Inference of multiple regression coefficients

3 minute read

Published:

This post covers Introduction to probability from Statistics for Engineers and Scientists by William Navidi.

Basic Ideas

  • The Statistics $s^2$, $R^2$, and $F$

    • The estimated error variance is given by

      $s^2 = \frac {\Sigma^n_{i=1}(y_i- \hat y_i)^2} {n − p − 1}= \frac {SSE}{n − p − 1}$

    • in the case of multiple regression, we are estimating $p + 1$ coefficients rather than just two. Thus the residuals tend to be smaller still, so we must divide

      $ \Sigma^n_{i=1}(y_i - \hat y_i)^2$

      by a still smaller denominator.

    • It turns out that the appropriate denominator is equal to the number of observations $(n)$ minus the number of parameters in the model $(p + 1)$.

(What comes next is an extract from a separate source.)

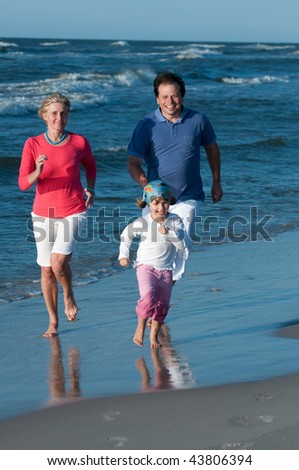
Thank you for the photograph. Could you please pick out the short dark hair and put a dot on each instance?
(166, 78)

    • The estimated variance $ \hat s^2{\beta_i} $ of each least-squares coefficient $ \hat \beta_i$ is computed by multiplying $s^2$ by a rather complicated function of the variables $x{ij}$

    • When assumptions 1 through 4 are satisfied, the quantity

      $ \frac {\hat \beta_i − \beta_i} {\hat s_{\beta_i}}$

      has a Student’s t distribution with $n − p − 1$ degrees of freedom. The number of degrees of freedom is equal to the denominator used to compute the estimated error variance $s^2$

    • This statistic is used to compute confidence intervals and to perform hypothesis tests on the values $\beta_i$, just as in simple linear regression.

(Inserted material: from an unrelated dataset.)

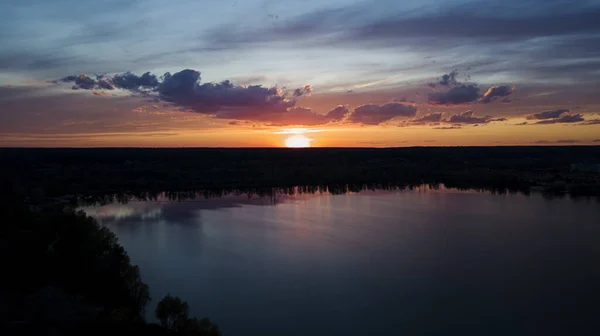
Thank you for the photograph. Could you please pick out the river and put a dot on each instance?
(420, 262)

    • In simple linear regression, the coefficient of determination, $r^2$, measures the goodness of fit of the linear model. The goodness-of-fit statistic in multiple regression is a quantity denoted $R^2$, which is also called the coefficient of determination

    • In simple linear regression, a test of the null hypothesis $ \beta_1 = 0$ is almost always made. If this hypothesis is not rejected, then the linear model may not be useful. Theanalogous null hypothesis in multiple regression is $H_0 : \beta_1 = \beta_2 = \ldots = \beta_p = 0$.

    • This is a very strong hypothesis. It says that none of the independent variables has any linear relationship with the dependent variable. In practice, the data usually provide sufficient evidence to reject this hypothesis.

    • The value of $R^2$ is calculated in the same way as is $r^2$ in simple linear regression \(R^2 = \frac {\Sigma^n_{i=1}(y_i − \overline y)^2 − \Sigma^n_{i=1}(y_i - \hat y_i)^2}{ \Sigma^n_{i=1}(y_i − \overline y)^2} = \frac{SST − SSE}{SST}= \frac{SSR}{SST}\)

    • The test statistic for this hypothesis is \(F= \frac {[\Sigma^n_{i=1}(y_i − \overline y)^2 −\Sigma^n_{i=1}(y_i - \hat y_i)^2]/p}{[\Sigma^n_{i=1}(y_i - \hat y_i)^2]∕(n − p − 1)} = \frac{[SST − SSE]∕p}{SSE∕(n − p − 1)}= \frac{SSR∕p}{SSE∕(n − p − 1)}\)

    • This is an $F$ statistic; its null distribution is $F_{p, n−p−1}$. Note that the denominator of the $F$ statistic is $s^2$. The subscripts $p$ and $n − p − 1$ are the degrees of freedom for the $F$ statistic.

    • Slightly different versions of the $F$ statistic can be used to test weaker null hypotheses.

    • In particular, given a model with independent variables $x_1,\ldots, x_p$, we sometimes want to test the null hypothesis that some of them (say $x_{k+1},\ldots, x_p$) are not linearly related to the dependent variable.

    • To do this, a version of the $F$ statistic can be constructed that will test the null hypothesis $H_0 : \beta_{k+1} = \ldots = \beta_p = 0$.